Interstate 19 (I-19) is a north–south Interstate Highway located entirely within the US state of Arizona. I-19 travels from Nogales, roughly 90 meters (300 ft) from the Mexican border, to Tucson, at I-10. The highway also travels through the cities of Rio Rico, Green Valley, and Sahuarita.
Having a total length of just over 102 kilometers (63 mi), I-19 is the seventh-shortest primary (two-digit) Interstate Highway in the contiguous 48 states, where only I-87 (North Carolina), I-97, I-86 (Idaho), I-14, I-11, and I-2 are shorter.

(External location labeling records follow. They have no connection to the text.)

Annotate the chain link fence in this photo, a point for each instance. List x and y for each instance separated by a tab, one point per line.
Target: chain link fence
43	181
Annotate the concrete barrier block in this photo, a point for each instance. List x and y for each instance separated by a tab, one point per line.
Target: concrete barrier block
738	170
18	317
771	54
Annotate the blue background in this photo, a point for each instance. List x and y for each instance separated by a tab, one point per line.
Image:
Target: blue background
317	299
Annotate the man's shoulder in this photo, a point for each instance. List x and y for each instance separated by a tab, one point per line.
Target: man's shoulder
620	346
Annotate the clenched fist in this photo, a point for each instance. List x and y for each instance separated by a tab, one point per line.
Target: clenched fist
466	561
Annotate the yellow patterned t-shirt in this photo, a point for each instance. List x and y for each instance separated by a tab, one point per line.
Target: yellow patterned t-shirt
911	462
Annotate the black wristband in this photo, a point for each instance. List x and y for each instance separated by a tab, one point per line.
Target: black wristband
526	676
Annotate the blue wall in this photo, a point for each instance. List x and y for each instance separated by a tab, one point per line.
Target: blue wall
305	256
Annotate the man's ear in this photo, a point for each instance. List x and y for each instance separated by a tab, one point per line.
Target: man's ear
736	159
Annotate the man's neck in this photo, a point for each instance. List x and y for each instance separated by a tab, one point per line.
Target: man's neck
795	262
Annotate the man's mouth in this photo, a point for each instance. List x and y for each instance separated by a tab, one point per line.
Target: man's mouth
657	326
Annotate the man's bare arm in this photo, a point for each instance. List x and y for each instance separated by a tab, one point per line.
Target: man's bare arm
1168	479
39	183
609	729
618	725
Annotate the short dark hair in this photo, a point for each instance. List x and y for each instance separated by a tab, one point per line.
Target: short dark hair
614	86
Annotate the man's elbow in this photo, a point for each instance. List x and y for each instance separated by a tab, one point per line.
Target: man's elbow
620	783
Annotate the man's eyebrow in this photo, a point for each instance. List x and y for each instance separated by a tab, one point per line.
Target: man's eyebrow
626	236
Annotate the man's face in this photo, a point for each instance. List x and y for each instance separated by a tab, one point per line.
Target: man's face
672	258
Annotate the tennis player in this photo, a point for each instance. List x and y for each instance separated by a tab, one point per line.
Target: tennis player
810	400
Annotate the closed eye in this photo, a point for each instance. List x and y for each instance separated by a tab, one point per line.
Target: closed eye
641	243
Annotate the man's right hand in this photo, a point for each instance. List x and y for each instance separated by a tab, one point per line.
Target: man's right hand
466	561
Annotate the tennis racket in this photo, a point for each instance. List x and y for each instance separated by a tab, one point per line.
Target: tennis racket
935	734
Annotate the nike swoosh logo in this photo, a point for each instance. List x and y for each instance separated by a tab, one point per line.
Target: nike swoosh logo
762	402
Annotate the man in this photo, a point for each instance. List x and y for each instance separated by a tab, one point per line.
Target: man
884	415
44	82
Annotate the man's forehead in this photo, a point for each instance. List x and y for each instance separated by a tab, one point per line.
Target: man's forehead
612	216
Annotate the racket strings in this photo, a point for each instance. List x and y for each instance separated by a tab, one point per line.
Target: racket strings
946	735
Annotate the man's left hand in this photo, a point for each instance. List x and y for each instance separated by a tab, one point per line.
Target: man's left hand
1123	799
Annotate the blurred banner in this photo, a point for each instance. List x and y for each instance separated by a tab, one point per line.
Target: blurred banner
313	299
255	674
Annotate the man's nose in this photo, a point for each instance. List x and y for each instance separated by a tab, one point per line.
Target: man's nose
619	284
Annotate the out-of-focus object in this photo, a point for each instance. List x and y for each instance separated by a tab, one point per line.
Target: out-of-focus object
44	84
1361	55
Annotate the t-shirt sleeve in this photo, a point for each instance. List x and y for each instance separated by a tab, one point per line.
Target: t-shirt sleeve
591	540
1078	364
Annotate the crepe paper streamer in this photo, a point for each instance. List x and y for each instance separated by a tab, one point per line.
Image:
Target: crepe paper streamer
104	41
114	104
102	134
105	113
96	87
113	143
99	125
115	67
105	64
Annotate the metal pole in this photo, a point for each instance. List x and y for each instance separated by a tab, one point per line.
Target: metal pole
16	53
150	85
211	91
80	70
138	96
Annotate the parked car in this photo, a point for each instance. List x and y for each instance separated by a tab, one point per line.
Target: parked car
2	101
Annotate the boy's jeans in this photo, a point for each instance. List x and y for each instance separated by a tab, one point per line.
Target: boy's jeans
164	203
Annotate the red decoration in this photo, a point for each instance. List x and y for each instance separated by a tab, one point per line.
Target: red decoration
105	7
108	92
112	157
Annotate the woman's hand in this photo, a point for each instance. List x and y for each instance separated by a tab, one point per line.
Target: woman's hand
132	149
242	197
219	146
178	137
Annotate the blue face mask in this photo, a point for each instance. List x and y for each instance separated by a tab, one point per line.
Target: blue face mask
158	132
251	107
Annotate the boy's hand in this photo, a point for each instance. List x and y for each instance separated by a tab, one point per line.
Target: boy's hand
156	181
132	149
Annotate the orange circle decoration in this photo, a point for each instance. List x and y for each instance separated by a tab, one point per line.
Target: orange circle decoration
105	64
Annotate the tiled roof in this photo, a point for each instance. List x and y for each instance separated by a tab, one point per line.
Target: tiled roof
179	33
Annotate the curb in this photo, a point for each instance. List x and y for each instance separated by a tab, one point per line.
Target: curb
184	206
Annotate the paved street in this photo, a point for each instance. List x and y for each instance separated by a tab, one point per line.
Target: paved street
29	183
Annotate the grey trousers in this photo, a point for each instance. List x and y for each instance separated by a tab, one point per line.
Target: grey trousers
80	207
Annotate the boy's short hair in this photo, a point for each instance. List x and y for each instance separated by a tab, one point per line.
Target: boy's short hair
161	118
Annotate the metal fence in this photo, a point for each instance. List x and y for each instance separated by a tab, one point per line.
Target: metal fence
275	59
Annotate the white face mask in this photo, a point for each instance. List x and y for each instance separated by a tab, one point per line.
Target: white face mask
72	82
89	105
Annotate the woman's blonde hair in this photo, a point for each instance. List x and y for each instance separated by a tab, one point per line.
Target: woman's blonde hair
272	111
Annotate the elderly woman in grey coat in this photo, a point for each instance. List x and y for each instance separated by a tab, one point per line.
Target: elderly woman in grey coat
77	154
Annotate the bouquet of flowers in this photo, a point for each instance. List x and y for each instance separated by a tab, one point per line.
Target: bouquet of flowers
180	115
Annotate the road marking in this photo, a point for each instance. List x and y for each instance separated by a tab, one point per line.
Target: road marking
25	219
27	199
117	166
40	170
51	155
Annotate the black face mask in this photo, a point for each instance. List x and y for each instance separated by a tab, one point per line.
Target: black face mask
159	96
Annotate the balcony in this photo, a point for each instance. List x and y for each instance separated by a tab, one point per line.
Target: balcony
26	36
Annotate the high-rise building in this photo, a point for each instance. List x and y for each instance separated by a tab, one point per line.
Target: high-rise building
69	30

While the highway is short, it is a very important corridor, serving as a fast route from Tucson and Phoenix (via I-10) to the Mexican border. The highway is a portion of the United States section of the CANAMEX Corridor, a trade corridor that stretches north from Mexico across the United States to the Canadian province of Alberta.
I-19 is unique among US Interstates, because signed distances are given in meters (hundreds or thousands as distance-to-exit indications) or kilometers (as distance-to-destination indications), and not miles. However, the speed limit signs give speeds in miles per hour. According to the Arizona Department of Transportation (ADOT), metric signs were originally placed because of the push toward the metric system in the United States at the time of the original construction of the highway.
I-19 had originally been signed as it was constructed, in a series of small signing contracts that used customary units. In 1980, ADOT awarded a single contract to install new signs which used metric units, to overlay English-unit expressions on some existing signs with metric-unit expressions, to install kilometer posts, and to provide bilingual signing in select locations. The signing scheme used in 1980 provided explicit units on advance guide signs, but not on interchange sequence signs or post-interchange confirmation (distance) signs.
The expressions on advance guide signs were of the form "2 km" for distances over 1 kilometer (0.62 mi) and "500 m" for distances under 1 kilometer (0.62 mi), with no provision for fractional kilometrages. On advance guide signs, the metric unit expressions "km" and "m" were placed on the baseline where "MILES" would otherwise have gone but were sized so that their lowercase loop height matched the uppercase letter height of "MILES" on customary-unit signs.
The exception was a handful of advance guide signs for the SR 86 (Ajo Way) exit, which used "KM" (in uppercase, contrary to SI nomenclature) on the same baseline and at the same letter height as "MILES". The 1980 signing plans also provided design details for speed limit and advisory speed signs using metric units, with the limit values enclosed in a red circle on the speed limit sign and a black circle on the yellow-background advisory signs. These speed signs all had explicit units, with "km/h" below the circle enclosing the limit value. However, the advisory signs were canceled by change order and not installed.
Had the metric speed limit sign been installed, the signed speed limit on I-19 would have been 88 kilometers per hour (54.7 mph), which is a close soft-conversion of the then-existing 55 miles per hour (88.5 km/h) national maximum speed limit. As Arizona's current maximum speed limit is 75 miles per hour (121 km/h), the metric equivalent would most likely read 120 kilometers per hour (74.6 mph). Information signs, to three distinct designs, were also placed at various locations on or near I-19 to advise motorists that the highway was signed in metric. Notwithstanding the metric legends, the signing plans were dimensioned entirely in feet and inches.
In 1999, ADOT awarded two contracts (administered as a single construction project) to renew the signs along the full length of I-19. The general approach toward metric signing differed from that taken in 1980. Explicit units were given not just on advance guide signs, but also on interchange sequence signs, post-interchange confirmation signs, and community interchange signs (the last-listed had not been used in 1980). On the distance signs, "km" appeared after each kilometer measurement except when one or more of the distances was a fractional kilometer.
In such cases, all the distances were given in meters with "meters" (written out in full, not "m") after each distance value. On distance signs in general, "km" or "meters" appeared on the same baseline and with the same letter height as the distance values, while advance guide signs were formatted as in 1980. Since a typical ADOT freeway guide sign rehabilitation contract also replaces surface road signing near those roads' interchanges with the freeway, metric-unit signs also appeared on local roads near I-19, giving distances in kilometers to tourist attractions such as Mission San Xavier del Bac.